A Tennessee judge said Friday she is ending a conservatorship agreement between former NFL player Michael Oher and a Memphis couple who took him in when he was in high school.
Shelby County Probate Court Judge Kathleen Gomes said she is terminating the agreement reached in 2004 that allowed Sean and Leigh Anne Tuohy to control Oher’s finances. Oher signed the agreement when he was 18 and living with the couple as he was being recruited by colleges as a star high school football player.

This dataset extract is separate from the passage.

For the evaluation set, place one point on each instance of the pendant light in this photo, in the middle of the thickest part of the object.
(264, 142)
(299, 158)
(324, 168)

Gomes said she was not dismissing the case. Oher has asked that the Tuohys provide a financial accounting of money that may have come to them as part of the agreement, claiming they used his name, image and likeness to enrich themselves and lied to him that the agreement meant the Tuohys were adopting him.
The judge said she was disturbed that such an agreement was ever reached. She said she had never seen in her 43-year career a conservatorship agreement reached with someone who was not disabled.
“I cannot believe it got done,” Gomes said.
Oher has alleged that the Tuohys used their power as conservators to strike a deal that paid them and their two birth children millions of dollars in royalties from the Oscar-winning film “The Blind Side” that earned more than $300 million, while Oher — whose story was the focus of the film — got nothing.
In a four-page response last month, Sean and Leigh Anne Tuohy said the proceeds from the movie were divided evenly among themselves, their two children and Oher.
Oher and Tuohys listened in by video conference call but did not speak. Both sides had previously said that they wanted the conservatorship to end.
Information from ESPN’s Michael Fletcher and The Associated Press was used in this report.